そんな独り言をこぼした夏目に、斑は渋面を作りたくなる。

(阿呆め、温かいのはお前だろう)

そう言いかけた斑の目に、夏目の手の甲に刻まれた深い皺が映り込む。喉元まで出かかった言葉は失われた。
人間という、矮小な生き物の時の流れはひどく早い。
そんな分かり切っていたことを、斑は忘れてなどいなかった。
今、唐突に思い出したわけではない。
けれどはっとしたように気付いてしまう。
人という、短い生の老いというものに。
それをひしと感じた斑は、自身をひどく苛むものが再び視界に入り込むのを避けたくて、眠るように目を閉じた。
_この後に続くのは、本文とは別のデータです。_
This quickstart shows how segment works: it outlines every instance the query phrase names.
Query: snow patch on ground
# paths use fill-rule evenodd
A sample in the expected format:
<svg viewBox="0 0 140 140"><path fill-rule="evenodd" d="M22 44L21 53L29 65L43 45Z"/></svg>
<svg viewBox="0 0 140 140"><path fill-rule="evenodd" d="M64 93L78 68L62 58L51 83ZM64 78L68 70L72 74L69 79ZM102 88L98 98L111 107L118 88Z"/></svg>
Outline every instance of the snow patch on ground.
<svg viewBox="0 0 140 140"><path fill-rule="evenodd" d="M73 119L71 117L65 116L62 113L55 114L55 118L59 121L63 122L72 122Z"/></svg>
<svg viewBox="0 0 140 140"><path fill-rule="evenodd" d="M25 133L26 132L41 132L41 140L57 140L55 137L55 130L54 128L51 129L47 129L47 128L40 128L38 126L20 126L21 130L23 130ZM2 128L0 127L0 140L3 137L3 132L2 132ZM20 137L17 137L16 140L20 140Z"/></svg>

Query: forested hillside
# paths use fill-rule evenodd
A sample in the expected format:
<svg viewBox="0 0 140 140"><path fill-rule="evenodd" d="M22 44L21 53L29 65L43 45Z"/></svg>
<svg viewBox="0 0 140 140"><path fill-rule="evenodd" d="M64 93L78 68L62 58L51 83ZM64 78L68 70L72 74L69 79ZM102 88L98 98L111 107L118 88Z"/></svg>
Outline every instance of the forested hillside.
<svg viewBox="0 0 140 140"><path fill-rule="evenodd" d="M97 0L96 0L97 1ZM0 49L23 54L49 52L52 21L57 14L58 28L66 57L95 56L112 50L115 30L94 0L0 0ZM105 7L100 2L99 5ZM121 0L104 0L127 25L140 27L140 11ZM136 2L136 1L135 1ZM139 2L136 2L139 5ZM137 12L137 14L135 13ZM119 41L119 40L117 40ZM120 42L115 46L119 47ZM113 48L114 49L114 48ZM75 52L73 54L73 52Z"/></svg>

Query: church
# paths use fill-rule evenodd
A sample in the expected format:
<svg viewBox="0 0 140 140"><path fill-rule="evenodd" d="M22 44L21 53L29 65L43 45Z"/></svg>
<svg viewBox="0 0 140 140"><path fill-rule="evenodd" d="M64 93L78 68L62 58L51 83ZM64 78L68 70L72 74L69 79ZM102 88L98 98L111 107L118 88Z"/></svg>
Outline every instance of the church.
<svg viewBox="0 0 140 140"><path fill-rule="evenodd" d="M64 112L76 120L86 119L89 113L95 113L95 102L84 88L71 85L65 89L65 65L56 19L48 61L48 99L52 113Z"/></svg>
暗転した世界の中で感じたのは、夏目の弱々しい熱と呼吸。
拙く、儚い。
脆弱なそれがいつか失われる日はきっと、そう遠くない未来に違いなかった。
窓から差し込む光は少しずつ減り、室内の明度が落ちていく。
落日が近いのだろう。
薄く開いた瞼の隙間から、憂鬱な思考に浸る斑を慰めるように、温かな夏目の手は柔らかに斑の眉頭をくすぐっていった。